Now, $$\frac{2 \cdot 2 \cdot 4 \cdot 4 \cdot \dots}{1 \cdot 3 \cdot 3 \cdot 5 \cdot \dots} = \pi / 2$$

(This is known as the Wallis product)

So $K$ is approximately $\sqrt{101 \pi / 2}$ and $\lfloor K \rfloor = 12$

Answer 2

Note that $K = \dfrac{2 \cdot 2 \cdot 4 \cdot 4 \cdots 100 \cdot 100}{1 \cdot 2 \cdot 3 \cdot 4 \cdots 99 \cdot 100} = \dfrac{2^{100}(50!)^2}{100!} = \dfrac{2^{100}}{\dbinom{100}{50}}$

It can be shown that the Central Binomial Coefficent satisfies:

$\left(1-\dfrac{1}{8n}\right)\dfrac{2^{2n}}{\sqrt{\pi n}} \le \dbinom{2n}{n} \le \dfrac{2^{2n}}{\sqrt{\pi n}}\left(1-\dfrac{1}{9n}\right)$

for all $n \ge 1$.

Thus, $12.56105 \approx \dfrac{450}{449}\sqrt{50\pi} \le \dfrac{2^{100}}{\dbinom{100}{50}} \le \dfrac{400}{399}\sqrt{50\pi} \approx 12.56456$

Therefore, $\lfloor K \rfloor = 12$.

Answer 3

I'm sure this answer is not rigorous, but perhaps someone can make it so.

By manipulating factorials we get $$\frac{1}{K}=\frac{1}{2^{100}}\binom{100}{50}=P(X\,{=}\,50)\ ,$$ where $X$ is a binomial random variable with $n=100$ and $p=\frac{1}{2}$. Approximating $X$ by a normal random variable $Y$ in the usual way, we have $Y\sim N(50,5^2)$ and so $$\frac{1}{K}\approx P(49.5\,{<}\,Y\,{<}\,50.5)=P(-0.1\,{<}\,Z\,{<}\,0.1) \approx0.0796\ .$$ Hence $$K\approx12.56$$ and so $\lfloor K\rfloor=12$.

Answer 4

I could not get any ideas of getting the answer analytically.

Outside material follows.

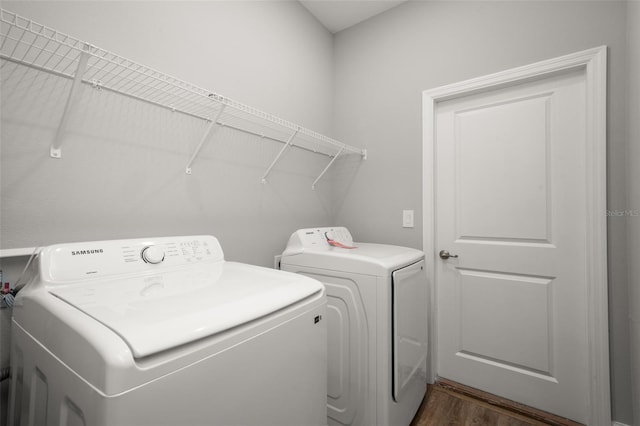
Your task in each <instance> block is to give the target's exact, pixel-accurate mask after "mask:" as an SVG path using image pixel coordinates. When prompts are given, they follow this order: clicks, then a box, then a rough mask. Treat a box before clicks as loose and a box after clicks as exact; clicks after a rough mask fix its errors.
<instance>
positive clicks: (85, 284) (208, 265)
mask: <svg viewBox="0 0 640 426" xmlns="http://www.w3.org/2000/svg"><path fill="white" fill-rule="evenodd" d="M323 289H324V288H323V286H322V284H320V283H319V282H318V281H316V280H313V279H311V278H308V277H304V276H302V275H297V274H292V273H289V272H284V271H278V270H274V269H268V268H262V267H258V266H253V265H247V264H242V263H235V262H220V263H215V264H202V265H194V266H191V267H189V268H180V269H177V270H173V271H165V272H163V273H160V274H145V275H142V276H134V277H127V278H126V279H119V280H118V279H112V280H99V281H92V282H85V283H78V284H72V285H68V286H52V287H49V288H48V291H49V293H51V294H53V295H55V296H56V297H58V298H60V299H62V300H64V301H65V302H67V303H68V304H70V305H72V306H74V307H75V308H77V309H79V310H81V311H83V312H84V313H86V314H87V315H89V316H91V317H93V318H94V319H95V320H97V321H99V322H101V323H102V324H104V325H105V326H107V327H109V328H110V329H111V330H113V331H114V332H115V333H117V334H118V335H120V337H121V338H122V339H123V340H124V341H126V342H127V344H128V345H129V347H130V348H131V351H132V352H133V354H134V356H135V357H136V358H141V357H145V356H148V355H152V354H154V353H157V352H160V351H163V350H167V349H171V348H173V347H176V346H179V345H182V344H185V343H189V342H192V341H194V340H197V339H201V338H204V337H207V336H211V335H214V334H217V333H221V332H223V331H225V330H228V329H230V328H232V327H236V326H239V325H242V324H245V323H248V322H250V321H252V320H255V319H257V318H260V317H263V316H265V315H269V314H271V313H273V312H275V311H277V310H280V309H283V308H285V307H287V306H290V305H292V304H295V303H296V302H298V301H301V300H302V299H305V298H307V297H309V296H311V295H313V294H316V293H318V294H319V293H322V292H323Z"/></svg>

So I just wrote the matlab program as below format rat Initial=1 i=1; count=0; while i<100, Initial = Initial*(i+1)/i; i=i+2; count=count+1; a(count+1)= Initial; end;

Got the answer 12 after flooring the end result.

Answer 5

If we make the problem more general and write $$\displaystyle K_n = \frac{2}{1}\times \frac{4}{3}\times \frac{6}{5}\times \frac{8}{7}\times \cdots \times \frac{2n}{2n-1}$$ the numerator is $2^n \Gamma (n+1)$ and the denominator is $\frac{2^n \Gamma \left(n+\frac{1}{2}\right)}{\sqrt{\pi }}$. So, $$K_n=\frac{\sqrt{\pi } \Gamma (n+1)}{\Gamma \left(n+\frac{1}{2}\right)}$$

Considering this expression for large values of $n$, we then have $$K_n=\sqrt{\pi } \sqrt{n}+\frac{1}{8} \sqrt{\pi } \sqrt{\frac{1}{n}}+\frac{1}{128} \sqrt{\pi } \left(\frac{1}{n}\right)^{3/2}-\frac{5 \sqrt{\pi } \left(\frac{1}{n}\right)^{5/2}}{1024}+O\left(\left(\frac{1}{n}\right)^3\right)$$ which implies $$\lfloor K_n \rfloor =\lfloor \sqrt{\pi n} \rfloor$$ which is verified for any value of $n \gt 5$.